In the case of constructed wetlands or wet ponds, mosquito control is easily achieved through biological means such as Bti, which is harmless to birds, amphibians, pollinators and other beneficial organisms. These BMPs also provide habitat for dragonflies, nature’s most voracious mosquito predator. The presence of dragonflies can help reduce mosquito populations in entire neighborhoods.
Myth Busted: There are numerous monetary, regulatory, aesthetic, and flood-control benefits to implementing green infrastructure BMPs as opposed to conventional gray infrastructure techniques. One of the biggest incentives is that decentralized stormwater management systems often free up more land than the traditional large-basin stormwater management methods. Also, due to the performance characteristics of green infrastructure BMPs, developers can satisfy the post-development stormwater management requirements of local ordinances and the state’s stormwater regulations more readily. Also, as previously noted, the aesthetic and passive recreational attributes of many green infrastructure BMPs can increase property values and community attractiveness. Finally, the long-term maintenance costs of green infrastructure BMPs are no greater, and in most cases are actually less, than conventional gray stormwater management practices.
FACTS: Green infrastructure stormwater best management practices (BMPs) can be implemented in rural or urban settings, as part of new land development projects or as part of site redevelopment projects. However, green infrastructure BMPs have proven to be especially effective in correcting stormwater problems (rate, quality, volume and recharge) in urban settings. Thus, green infrastructure BMPs are often associated with urban sites, especially urban redevelopment projects.

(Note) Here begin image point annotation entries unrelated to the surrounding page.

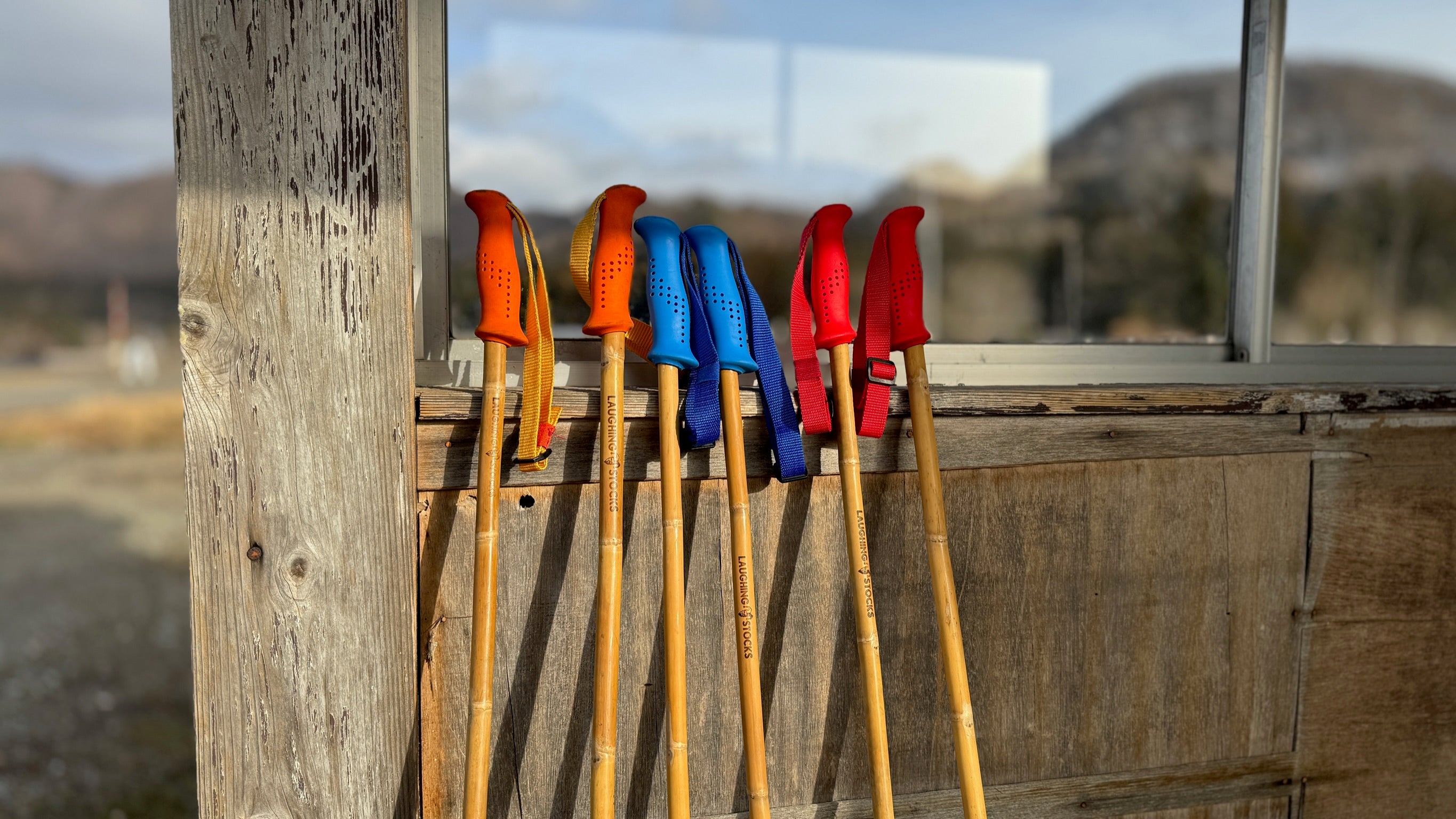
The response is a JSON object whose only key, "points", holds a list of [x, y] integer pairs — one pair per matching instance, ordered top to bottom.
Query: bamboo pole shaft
{"points": [[857, 543], [942, 582], [609, 584], [746, 607], [482, 610], [675, 617]]}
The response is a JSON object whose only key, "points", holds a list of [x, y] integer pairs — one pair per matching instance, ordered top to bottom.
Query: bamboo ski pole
{"points": [[499, 278], [607, 292], [829, 292], [727, 319], [909, 334], [671, 352], [857, 542], [609, 582], [675, 606]]}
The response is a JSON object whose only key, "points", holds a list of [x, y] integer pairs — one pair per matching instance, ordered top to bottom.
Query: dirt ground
{"points": [[95, 676]]}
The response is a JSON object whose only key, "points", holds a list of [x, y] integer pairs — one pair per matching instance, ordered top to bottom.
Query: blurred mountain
{"points": [[1343, 124], [59, 229]]}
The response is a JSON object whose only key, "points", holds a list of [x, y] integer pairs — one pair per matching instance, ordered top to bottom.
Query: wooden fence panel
{"points": [[1107, 617], [1378, 718]]}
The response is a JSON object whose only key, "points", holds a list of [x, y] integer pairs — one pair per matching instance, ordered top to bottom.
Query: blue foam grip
{"points": [[666, 294], [727, 318]]}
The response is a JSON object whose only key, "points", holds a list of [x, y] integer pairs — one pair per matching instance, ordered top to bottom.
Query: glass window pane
{"points": [[1075, 159], [1367, 178]]}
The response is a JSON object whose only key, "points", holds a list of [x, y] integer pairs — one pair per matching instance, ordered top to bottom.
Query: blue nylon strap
{"points": [[701, 420], [784, 421]]}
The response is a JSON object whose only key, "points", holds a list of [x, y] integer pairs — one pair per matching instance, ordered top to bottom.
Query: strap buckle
{"points": [[876, 370], [685, 438], [537, 460]]}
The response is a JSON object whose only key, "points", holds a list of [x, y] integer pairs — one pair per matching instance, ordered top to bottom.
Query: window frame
{"points": [[1247, 357]]}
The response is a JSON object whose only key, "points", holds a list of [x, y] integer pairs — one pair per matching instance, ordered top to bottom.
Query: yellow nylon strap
{"points": [[639, 338], [538, 377]]}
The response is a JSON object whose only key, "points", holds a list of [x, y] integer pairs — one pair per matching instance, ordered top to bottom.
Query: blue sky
{"points": [[86, 83]]}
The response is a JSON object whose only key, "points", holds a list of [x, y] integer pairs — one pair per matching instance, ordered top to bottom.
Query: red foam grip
{"points": [[613, 261], [495, 270], [906, 280], [829, 281]]}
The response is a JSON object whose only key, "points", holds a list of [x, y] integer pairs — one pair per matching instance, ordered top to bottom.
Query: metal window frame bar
{"points": [[430, 179], [1255, 201], [1247, 358]]}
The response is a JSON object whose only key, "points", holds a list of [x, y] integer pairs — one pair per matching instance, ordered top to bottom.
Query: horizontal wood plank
{"points": [[456, 404], [447, 460], [1177, 660], [1124, 793]]}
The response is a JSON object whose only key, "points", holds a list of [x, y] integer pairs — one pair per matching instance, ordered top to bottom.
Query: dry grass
{"points": [[108, 421]]}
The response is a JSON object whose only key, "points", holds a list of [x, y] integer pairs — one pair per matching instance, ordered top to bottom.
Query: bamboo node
{"points": [[966, 719]]}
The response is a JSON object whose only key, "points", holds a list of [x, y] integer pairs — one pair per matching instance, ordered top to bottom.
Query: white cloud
{"points": [[86, 86]]}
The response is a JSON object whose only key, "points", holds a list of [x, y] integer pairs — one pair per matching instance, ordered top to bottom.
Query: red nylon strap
{"points": [[873, 372], [813, 402]]}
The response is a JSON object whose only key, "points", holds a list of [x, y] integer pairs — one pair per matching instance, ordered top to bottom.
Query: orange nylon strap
{"points": [[639, 338], [539, 373]]}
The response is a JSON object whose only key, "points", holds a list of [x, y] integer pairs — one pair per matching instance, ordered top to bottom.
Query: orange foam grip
{"points": [[613, 261], [495, 270]]}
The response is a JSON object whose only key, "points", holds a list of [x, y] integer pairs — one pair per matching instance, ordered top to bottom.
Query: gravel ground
{"points": [[95, 674]]}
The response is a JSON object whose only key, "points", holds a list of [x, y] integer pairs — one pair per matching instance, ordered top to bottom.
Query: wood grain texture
{"points": [[294, 288], [459, 404], [447, 459], [1383, 543], [1174, 660], [1378, 709], [1378, 720], [1255, 788]]}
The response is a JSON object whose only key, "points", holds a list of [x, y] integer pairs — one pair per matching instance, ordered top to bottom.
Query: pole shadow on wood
{"points": [[433, 556], [785, 566], [839, 703], [520, 704], [651, 718]]}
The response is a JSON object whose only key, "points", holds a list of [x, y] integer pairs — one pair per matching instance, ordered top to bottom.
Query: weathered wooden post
{"points": [[293, 220]]}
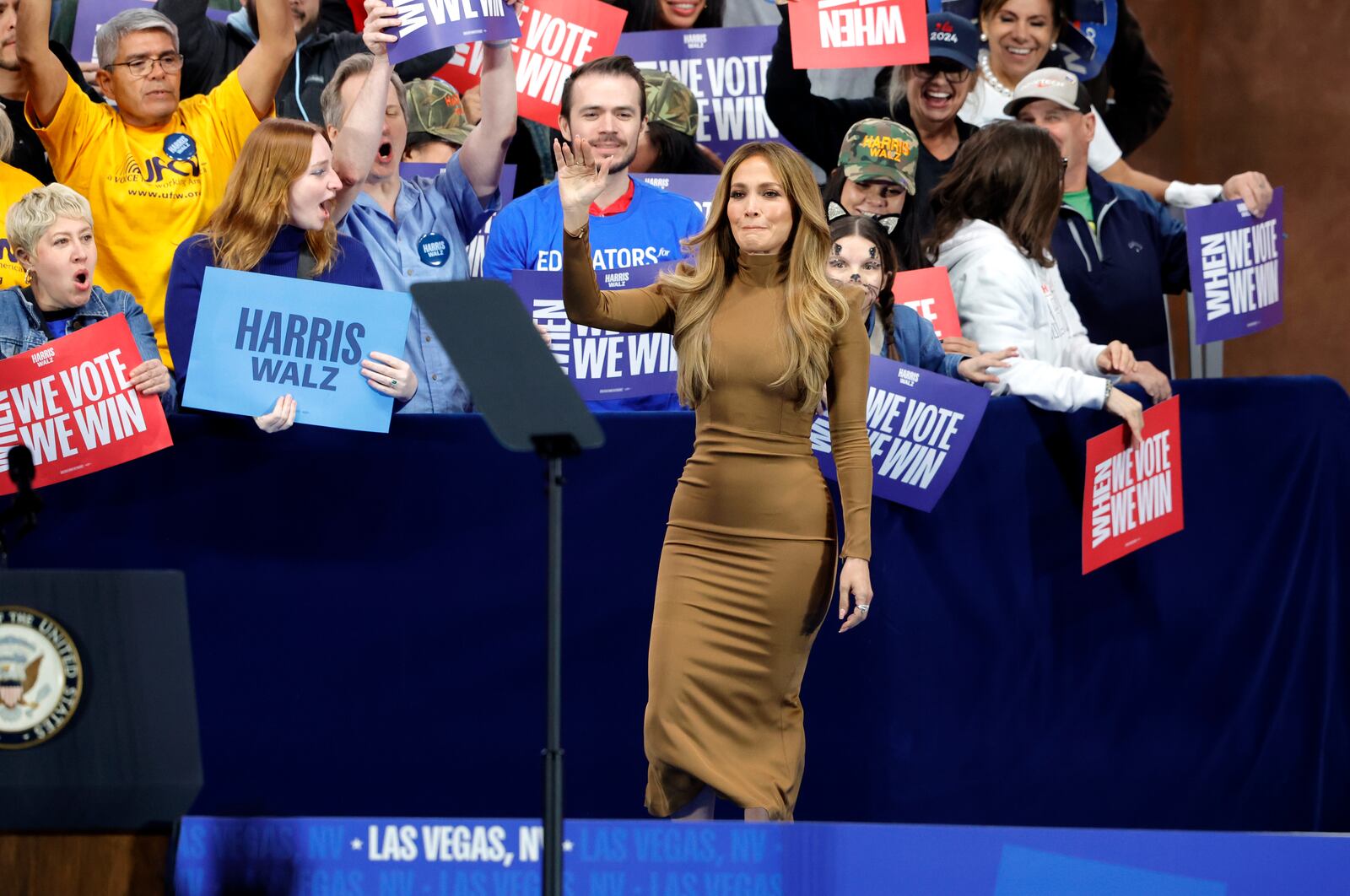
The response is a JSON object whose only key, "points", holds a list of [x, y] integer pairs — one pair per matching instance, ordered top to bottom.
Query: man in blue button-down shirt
{"points": [[416, 229]]}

In general, green infrastructure stormwater management techniques can be thought of as de-centralized BMPs that rely on capturing and managing runoff close to its point of generation. This is in contrast to conventional stormwater management techniques designed to collect and channel runoff to large basins.
Therefore, although some of the best-known examples of green infrastructure BMP implementation involve retrofits and the integration of green infrastructure BMPs into existing conventional stormwater collection systems (Philadelphia, Portland, Milwaukee and Seattle), green infrastructure BMPs are especially well suited for implementation as part of new developments. Green infrastructure BMPs may satisfy NJDEP’s water quantity, water quality and groundwater recharge standards if an installation is designed in accordance with NJDEP’s BMP manual. New Jersey Future’s New Jersey Developers’ Green Infrastructure Guide provides examples of green infrastructure BMP applications for small-lot and large-lot developments for both new-development and redevelopment scenarios.
On March 2, 2021, important changes to the state’s stormwater management rules (NJAC 7:8) went into effect.
These amendments have been in the works for years. They include a requirement that new developments must use green infrastructure to meet stormwater management standards for water quality, groundwater recharge and quantity control.